Debout Education Populaire : la fabrique sur la place publique d’un tiers espace

Debout Education Populaire : la fabrique sur la place publique d’un tiers espace dédié au partage des savoirs, au développement de l’esprit critique et la culture du commun

Le Jardin des savoirs, devenu au bout de quelques jours la commission Debout Education Populaire, est un des collectifs qui apparaît avec le mouvement de contestation Nuit Debout, né de l’opposition à « la loi travail et son monde » au printemps 2016. Il a pour objet de créer, et ce de façon régulière depuis un an et demi sur la place de la République à Paris, un espace dédié au partage des savoirs et savoirs faire expérientiels, ainsi qu’à la réflexion collective sur les enjeux contemporains (l’éducation, l’environnement, le commerce, la justice, les communs…).

Dans un contexte d’affaiblissement démocratique, que les dispositifs de démocratie participative ne semblent pouvoir contenir, et d’intensification des urgences humaines et environnementales, Debout Education Populaire émerge comme un îlot, où se mêlent résistance et espoir.

C’est via l’approche observante, participante et non institutionnelle d’une recherche action menée dans le cadre d’une formation au Cestes / CNAM que j’ai pu saisir la richesse et la complexité du phénomène Educ Pop Debout. Et comprendre combien pouvait être utile, voire nécessaire, une telle expérimentation pour, non seulement faire émerger une parole citoyenne et une réflexion sociale collective, mais aussi donner à tous, y compris les invisibles, un accès à un espace d’expression, et contribuer ainsi à ce que chacun puisse trouver une place comme sujet politique.

Le présent article se proposera d’analyser comment ce dispositif s’est construit à la fois comme un espace de compréhension mutuelle et de contestation des logiques dominantes, aussi bien dans sa forme, son fonctionnement et son organisation, prônant l’indépendance, l’autonomie et l’autogestion, que dans ce qui est produit au niveau individuel et collectif. Une rupture avec les cadres institutionnels qui s’affirme d’abord spatialement, en investissant le dehors, la place publique, sur laquelle la commission s’installe de façon régulière et éphémère grâce à une installation artisanale, co-construite, en délimitant un espace avec des cordes, offrant à chacun la possibilité (la liberté) d’être là comme il le souhaite, une forme de participation souple, à géométrie variable. Un dispositif dans lequel le hasard et l’imprévu jouent donc un rôle essentiel, prenant ainsi le contrepied des dispositifs de participation institutionnels, et de la logique du contrôle, sans cesse renforcée par l’Etat d’urgence qui contraint de plus en plus l’investissement de l’espace public.
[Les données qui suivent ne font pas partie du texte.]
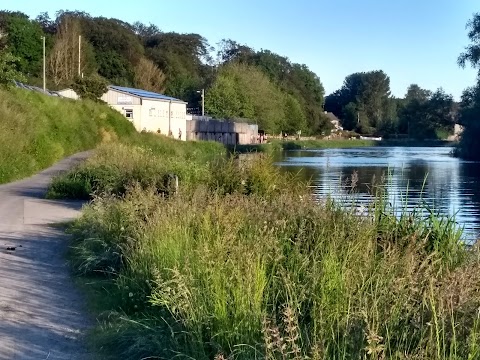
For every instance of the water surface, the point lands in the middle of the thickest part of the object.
(448, 185)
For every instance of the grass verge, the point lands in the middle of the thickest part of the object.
(38, 130)
(243, 264)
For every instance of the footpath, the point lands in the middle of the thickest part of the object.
(42, 314)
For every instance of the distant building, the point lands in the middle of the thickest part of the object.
(149, 111)
(334, 121)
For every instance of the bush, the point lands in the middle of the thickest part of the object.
(90, 87)
(235, 273)
(37, 130)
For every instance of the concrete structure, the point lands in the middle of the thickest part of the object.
(226, 132)
(149, 111)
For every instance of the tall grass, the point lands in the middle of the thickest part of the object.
(244, 265)
(38, 130)
(280, 145)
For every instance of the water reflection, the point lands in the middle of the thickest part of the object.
(447, 185)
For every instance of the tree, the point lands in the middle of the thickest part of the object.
(295, 119)
(470, 104)
(363, 102)
(90, 87)
(8, 69)
(63, 58)
(23, 38)
(183, 58)
(427, 115)
(245, 92)
(148, 76)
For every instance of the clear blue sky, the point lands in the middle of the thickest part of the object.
(413, 41)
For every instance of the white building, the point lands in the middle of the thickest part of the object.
(149, 111)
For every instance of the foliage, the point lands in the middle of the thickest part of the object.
(23, 40)
(8, 69)
(148, 76)
(424, 113)
(227, 272)
(90, 87)
(470, 104)
(245, 92)
(363, 102)
(141, 161)
(38, 130)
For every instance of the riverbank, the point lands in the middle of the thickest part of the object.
(281, 145)
(242, 263)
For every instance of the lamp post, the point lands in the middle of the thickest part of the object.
(44, 79)
(203, 102)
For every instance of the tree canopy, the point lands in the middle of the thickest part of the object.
(470, 103)
(239, 81)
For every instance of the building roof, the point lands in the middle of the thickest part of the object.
(143, 93)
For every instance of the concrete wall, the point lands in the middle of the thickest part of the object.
(137, 114)
(228, 133)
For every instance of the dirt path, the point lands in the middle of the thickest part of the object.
(41, 313)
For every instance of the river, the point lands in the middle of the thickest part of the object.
(448, 185)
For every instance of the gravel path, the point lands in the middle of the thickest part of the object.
(41, 312)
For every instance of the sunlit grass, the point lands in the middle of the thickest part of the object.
(242, 264)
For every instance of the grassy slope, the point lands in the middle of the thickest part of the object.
(37, 130)
(243, 264)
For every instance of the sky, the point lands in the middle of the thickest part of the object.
(413, 41)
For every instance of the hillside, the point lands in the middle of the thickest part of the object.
(37, 130)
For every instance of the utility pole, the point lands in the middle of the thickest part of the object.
(44, 66)
(203, 103)
(79, 53)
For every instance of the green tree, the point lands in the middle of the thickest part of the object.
(242, 91)
(295, 119)
(8, 69)
(427, 115)
(90, 87)
(183, 58)
(23, 39)
(470, 104)
(363, 102)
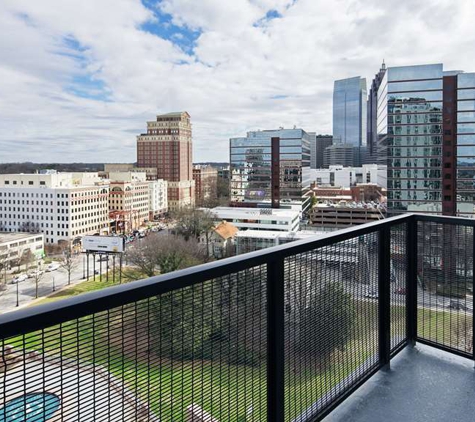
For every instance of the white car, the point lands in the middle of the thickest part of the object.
(34, 273)
(19, 278)
(52, 267)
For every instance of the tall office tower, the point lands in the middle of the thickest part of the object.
(270, 168)
(349, 111)
(318, 143)
(426, 127)
(206, 184)
(372, 113)
(167, 146)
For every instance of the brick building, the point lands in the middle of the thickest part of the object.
(167, 146)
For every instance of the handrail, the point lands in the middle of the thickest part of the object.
(47, 315)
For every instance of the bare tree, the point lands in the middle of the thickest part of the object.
(166, 254)
(193, 223)
(68, 262)
(38, 275)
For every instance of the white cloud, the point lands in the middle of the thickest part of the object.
(245, 72)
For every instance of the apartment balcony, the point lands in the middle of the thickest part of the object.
(369, 323)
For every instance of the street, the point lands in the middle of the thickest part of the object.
(58, 278)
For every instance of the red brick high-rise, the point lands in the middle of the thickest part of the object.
(167, 145)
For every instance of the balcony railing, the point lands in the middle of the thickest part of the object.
(283, 334)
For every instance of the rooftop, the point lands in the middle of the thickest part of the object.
(11, 237)
(423, 384)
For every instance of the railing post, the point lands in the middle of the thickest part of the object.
(411, 281)
(275, 340)
(384, 299)
(473, 285)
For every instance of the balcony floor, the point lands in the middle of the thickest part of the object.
(423, 384)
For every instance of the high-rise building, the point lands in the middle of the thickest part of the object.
(62, 206)
(372, 120)
(206, 179)
(318, 143)
(270, 168)
(426, 133)
(167, 146)
(349, 111)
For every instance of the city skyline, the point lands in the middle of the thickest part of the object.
(76, 89)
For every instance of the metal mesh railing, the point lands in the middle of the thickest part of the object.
(331, 338)
(445, 285)
(165, 358)
(398, 286)
(277, 335)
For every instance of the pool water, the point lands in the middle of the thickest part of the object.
(31, 407)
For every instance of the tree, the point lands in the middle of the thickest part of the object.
(166, 254)
(37, 277)
(327, 323)
(193, 222)
(68, 262)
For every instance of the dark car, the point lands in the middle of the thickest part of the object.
(457, 306)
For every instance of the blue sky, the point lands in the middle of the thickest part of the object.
(79, 83)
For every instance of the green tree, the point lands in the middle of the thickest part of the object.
(68, 262)
(327, 323)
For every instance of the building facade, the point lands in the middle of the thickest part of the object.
(259, 219)
(151, 172)
(349, 111)
(341, 215)
(167, 146)
(158, 202)
(372, 113)
(350, 176)
(129, 201)
(62, 206)
(206, 184)
(426, 134)
(345, 155)
(270, 169)
(318, 143)
(15, 246)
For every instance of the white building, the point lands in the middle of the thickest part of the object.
(158, 202)
(14, 246)
(129, 200)
(274, 219)
(350, 176)
(254, 240)
(62, 206)
(220, 241)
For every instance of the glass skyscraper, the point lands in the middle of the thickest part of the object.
(270, 168)
(349, 111)
(426, 131)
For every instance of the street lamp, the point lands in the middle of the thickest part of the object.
(17, 294)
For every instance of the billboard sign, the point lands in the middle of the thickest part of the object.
(112, 244)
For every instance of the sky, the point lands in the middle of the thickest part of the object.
(80, 79)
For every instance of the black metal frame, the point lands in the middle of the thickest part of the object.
(48, 315)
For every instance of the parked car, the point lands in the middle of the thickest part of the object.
(19, 278)
(32, 274)
(52, 267)
(372, 294)
(457, 306)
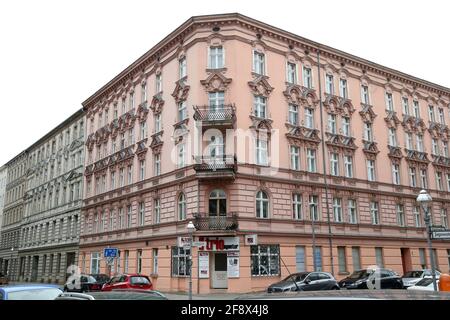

Une rupture également dans la posture face au savoir, que Debout Education Populaire considère aussi bien d’un point de vue théorique que pratique (savoirs faire expérientiels), réconciliant l’esprit et la main, et qu’elle aborde dans une logique coopérative de partage. Autres caractéristiques fondamentales du fonctionnement d’Educ Pop Debout, contribuant à en faire un tiers espace, est l’anonymat (des intervenants, des membres de la commission), l’ouverture à tout type d’intervenants afin de rompre avec le rapport d’inégalité produit par la position d’expert, ainsi que la gratuité et le désintéressement.  Enfin c’est son mode de gouvernance, horizontal, égalitaire, basé sur la coopération, qui contribue à en faire une expérimentation démocratique.

Tout un ensemble de conditions, matérielles, spatiales, humaines, qui contribuent à ce que dispositif puisse, au fil du temps, être un espace où se développe l’esprit critique, où se fabrique, se tisse une culture des communs en marge de la culture dominante, remettant au premier plan l’humain et la planète, et d’où émerge une nouvelle forme de citoyen, le citoyen du monde.

Une expérience qui renoue ainsi avec un des principes fondateurs de l’éducation populaire, associant la compréhension du monde et sa transformation, et réaffirme sa dimension fondamentalement politique et émancipatrice.